On the Feasibility of Using the Dense MyShake Smartphone Array for Earthquake Location

Abstract

MyShake is a growing smartphone-based network for seismological research applications. We study how dense array analysis of the seismic wavefield recorded by smartphones may enhance microearthquake monitoring in urban environments. In such areas, the microearthquake signal-to-noise ratio on smartphones is not well constrained. We address this issue by compiling a seismic noise model for the Los Angeles (LA) metropolitan area using over 500,000 seismograms recorded by stationary phones running MyShake. We confirm that smartphone noise level is reduced during nighttime, and identify strong noise sources such as major traffic highways, the LA airport, and the Long Beach seaport. The noise analysis shows that stationary smartphones are sensitive to human-induced ground motions, and therefore smartphone-derived seismograms may be used to infer the elastic properties of the shallow subsurface.
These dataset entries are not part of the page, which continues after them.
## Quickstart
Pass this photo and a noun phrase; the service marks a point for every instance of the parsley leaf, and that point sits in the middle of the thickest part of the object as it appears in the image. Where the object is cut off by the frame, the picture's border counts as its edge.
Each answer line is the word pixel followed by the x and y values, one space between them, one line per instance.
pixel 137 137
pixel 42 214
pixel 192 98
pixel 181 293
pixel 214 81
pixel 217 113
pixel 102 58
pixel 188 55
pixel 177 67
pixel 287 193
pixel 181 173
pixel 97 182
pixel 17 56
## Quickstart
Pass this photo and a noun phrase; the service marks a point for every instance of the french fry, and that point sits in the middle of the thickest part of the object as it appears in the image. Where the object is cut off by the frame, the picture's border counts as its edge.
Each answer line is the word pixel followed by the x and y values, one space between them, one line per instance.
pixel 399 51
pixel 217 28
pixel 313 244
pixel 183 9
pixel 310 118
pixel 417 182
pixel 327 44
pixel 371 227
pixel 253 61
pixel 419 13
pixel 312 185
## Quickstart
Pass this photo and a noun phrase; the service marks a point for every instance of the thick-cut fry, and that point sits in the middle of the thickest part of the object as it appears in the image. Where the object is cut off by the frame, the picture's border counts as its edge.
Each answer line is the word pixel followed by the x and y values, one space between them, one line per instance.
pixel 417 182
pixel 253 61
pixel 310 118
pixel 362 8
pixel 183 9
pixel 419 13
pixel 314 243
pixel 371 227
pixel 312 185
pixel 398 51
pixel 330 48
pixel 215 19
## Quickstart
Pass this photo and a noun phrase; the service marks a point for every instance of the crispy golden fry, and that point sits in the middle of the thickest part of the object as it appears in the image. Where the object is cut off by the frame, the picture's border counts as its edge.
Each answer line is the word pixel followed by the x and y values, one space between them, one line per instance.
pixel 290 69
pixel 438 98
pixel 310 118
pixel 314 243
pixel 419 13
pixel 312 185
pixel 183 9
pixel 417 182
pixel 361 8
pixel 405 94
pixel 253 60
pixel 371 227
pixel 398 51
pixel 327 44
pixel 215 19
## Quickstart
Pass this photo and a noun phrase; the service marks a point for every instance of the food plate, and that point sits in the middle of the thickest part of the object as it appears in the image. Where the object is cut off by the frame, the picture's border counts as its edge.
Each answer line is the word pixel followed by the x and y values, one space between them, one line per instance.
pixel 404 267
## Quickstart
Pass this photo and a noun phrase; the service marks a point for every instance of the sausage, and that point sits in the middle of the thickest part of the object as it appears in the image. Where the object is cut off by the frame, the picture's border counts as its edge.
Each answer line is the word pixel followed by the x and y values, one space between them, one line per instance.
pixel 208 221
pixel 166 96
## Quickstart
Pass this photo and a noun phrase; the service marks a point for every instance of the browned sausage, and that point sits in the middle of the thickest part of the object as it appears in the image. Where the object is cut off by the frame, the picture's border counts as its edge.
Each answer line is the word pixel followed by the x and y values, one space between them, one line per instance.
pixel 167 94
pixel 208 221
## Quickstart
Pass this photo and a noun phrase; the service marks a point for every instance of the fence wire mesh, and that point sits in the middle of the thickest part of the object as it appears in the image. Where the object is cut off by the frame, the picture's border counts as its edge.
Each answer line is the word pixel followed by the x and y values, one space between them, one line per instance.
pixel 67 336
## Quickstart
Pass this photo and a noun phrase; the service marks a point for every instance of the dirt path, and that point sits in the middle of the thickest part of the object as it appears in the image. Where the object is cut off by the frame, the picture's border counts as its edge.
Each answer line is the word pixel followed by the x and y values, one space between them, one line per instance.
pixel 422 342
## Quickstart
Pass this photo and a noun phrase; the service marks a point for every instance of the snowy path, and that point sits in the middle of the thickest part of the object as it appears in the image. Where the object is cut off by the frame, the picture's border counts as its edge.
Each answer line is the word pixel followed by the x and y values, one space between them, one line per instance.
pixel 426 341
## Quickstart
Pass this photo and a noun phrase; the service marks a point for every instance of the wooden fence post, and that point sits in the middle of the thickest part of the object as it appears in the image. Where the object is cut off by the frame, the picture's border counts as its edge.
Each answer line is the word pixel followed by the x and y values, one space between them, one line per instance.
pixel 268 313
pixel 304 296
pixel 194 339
We employ array backprojection analysis on synthetic data to estimate what fraction of LA’s smartphone user population is required to install MyShake to enable the location of events whose induced ground motions are below the smartphone noise level. We find that having 0.5% of LA’s population download the MyShake app would be sufficient to accurately locate M > 1 events recorded during nighttime by stationary phones located at epicentral distances < 5 km. Currently, the MyShake user coverage in LA is approaching a value that will allow us to locate events whose magnitude is near the regional catalog’s magnitude of completeness. Supplemental Content: Description of numerical simulations.